Rice is grown from tropical lowlands (200 m) in the south up to elevations as high as 2700 m in the north. Because of Bhutan’s rugged topography, rice fields are generally terraced. To encourage farmers to cultivate rice, His Majesty the King of Bhutan has gifted 5 acres of land to needy ones to practice subsistence farming.

Like the rice terraces of Bali that attract hundreds of tourists, the rice terraces near the most important landmark in the capital city of Thimphu namely Tashichodzong is the most photographed rice terrace in Bhutan. According to the locals, The land is given on lease to the farmers by the monarch to grow paddy without having to pay anything as compensation.
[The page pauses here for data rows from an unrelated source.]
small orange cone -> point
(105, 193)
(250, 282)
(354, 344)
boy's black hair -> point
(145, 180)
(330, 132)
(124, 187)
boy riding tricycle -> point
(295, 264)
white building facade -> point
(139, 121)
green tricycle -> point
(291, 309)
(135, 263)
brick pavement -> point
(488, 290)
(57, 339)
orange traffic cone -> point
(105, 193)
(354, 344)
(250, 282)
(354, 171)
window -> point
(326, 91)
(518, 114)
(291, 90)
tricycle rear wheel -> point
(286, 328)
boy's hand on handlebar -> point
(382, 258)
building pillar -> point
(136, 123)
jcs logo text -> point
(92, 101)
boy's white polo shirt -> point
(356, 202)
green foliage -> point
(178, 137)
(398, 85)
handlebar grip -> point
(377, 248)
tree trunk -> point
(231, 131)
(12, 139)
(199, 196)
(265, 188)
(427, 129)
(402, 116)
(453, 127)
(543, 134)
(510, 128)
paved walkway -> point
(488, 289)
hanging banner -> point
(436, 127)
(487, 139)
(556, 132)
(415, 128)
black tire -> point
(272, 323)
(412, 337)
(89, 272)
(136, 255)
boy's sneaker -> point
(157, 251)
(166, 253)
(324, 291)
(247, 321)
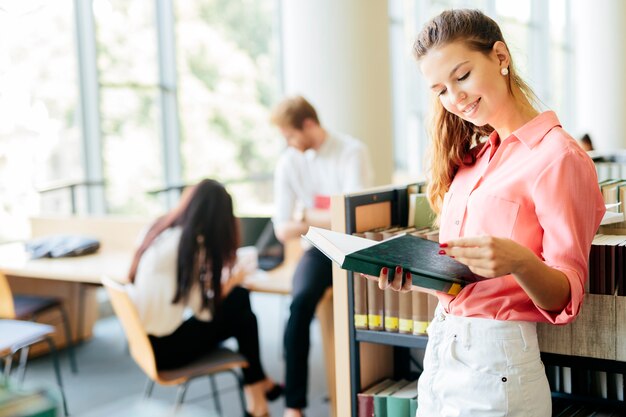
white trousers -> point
(482, 367)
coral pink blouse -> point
(540, 189)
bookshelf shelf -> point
(392, 339)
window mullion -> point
(170, 128)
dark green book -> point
(416, 255)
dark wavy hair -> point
(209, 227)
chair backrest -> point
(139, 344)
(7, 308)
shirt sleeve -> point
(569, 207)
(357, 170)
(284, 195)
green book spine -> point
(380, 406)
(398, 407)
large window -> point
(537, 34)
(40, 141)
(127, 65)
(226, 60)
(177, 106)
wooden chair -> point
(219, 360)
(18, 336)
(30, 307)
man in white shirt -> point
(315, 165)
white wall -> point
(336, 54)
(600, 58)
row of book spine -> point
(388, 398)
(389, 310)
(607, 265)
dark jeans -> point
(311, 279)
(195, 337)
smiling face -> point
(468, 83)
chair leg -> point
(68, 340)
(182, 390)
(148, 390)
(216, 396)
(239, 379)
(21, 368)
(57, 371)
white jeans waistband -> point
(483, 329)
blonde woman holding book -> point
(518, 202)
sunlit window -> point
(227, 66)
(130, 111)
(40, 142)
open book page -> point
(336, 245)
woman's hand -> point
(397, 284)
(489, 256)
(493, 257)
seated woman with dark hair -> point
(186, 288)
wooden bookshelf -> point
(364, 357)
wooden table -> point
(72, 279)
(75, 280)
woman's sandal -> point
(275, 392)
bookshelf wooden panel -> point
(363, 357)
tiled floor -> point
(109, 383)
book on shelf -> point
(360, 303)
(419, 312)
(365, 399)
(399, 403)
(415, 255)
(380, 398)
(405, 315)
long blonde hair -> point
(454, 141)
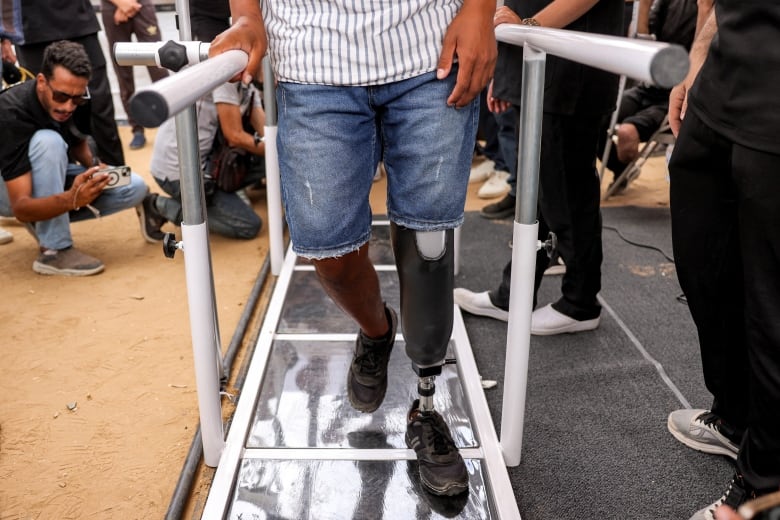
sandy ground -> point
(98, 402)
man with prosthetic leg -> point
(412, 103)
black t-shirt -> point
(21, 115)
(737, 92)
(53, 20)
(570, 88)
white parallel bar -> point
(153, 104)
(518, 340)
(148, 53)
(343, 454)
(274, 196)
(204, 338)
(662, 64)
(225, 476)
(499, 486)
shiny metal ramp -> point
(296, 448)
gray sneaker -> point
(704, 431)
(67, 262)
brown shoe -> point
(67, 262)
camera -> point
(117, 176)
The rice grown in the field is red rice.

These days, farmers are harvesting paddy around the vicinity. Most of the farmers working on the field are women from the eastern part of Bhutan. Out of curiosity reporter asked if the farmers migrated to the west in the capital city to work, many said they were housewives. For some of them, they have been working on the paddy field as seasonal labor for ages.

In a day, the labors are fed three meals with refreshments and local alcohol to the end of the day. Most of the farmers out in the field are loud with flamboyant characters. Imagine yourself harvesting paddy with your jovial neighbors, gossiping about the newly married couple in the village, having packed lunch, drinking local booze to keep you high and energetic. Singing to the rhythm of the wind and teasing man who passes by the field to quench your thirst by buying you bottles of alcohol.

The day slips in sharing only laugher and joy. The workplace like a playground and that is exactly why farmers at the paddy field though under the basking sun are seen as happy and full of energy.

In Bhutan, the paddy is mostly harvested thus the manpower plays a crucial role in paddy cultivation and harvest. If one wishes to experience the farmer's life in Bhutan, we recommend you to tuck your sleeves, put on gumboots and join the farmers in the field. This will be the most memorable experience of one's life in one season, the autumn season in Bhutan.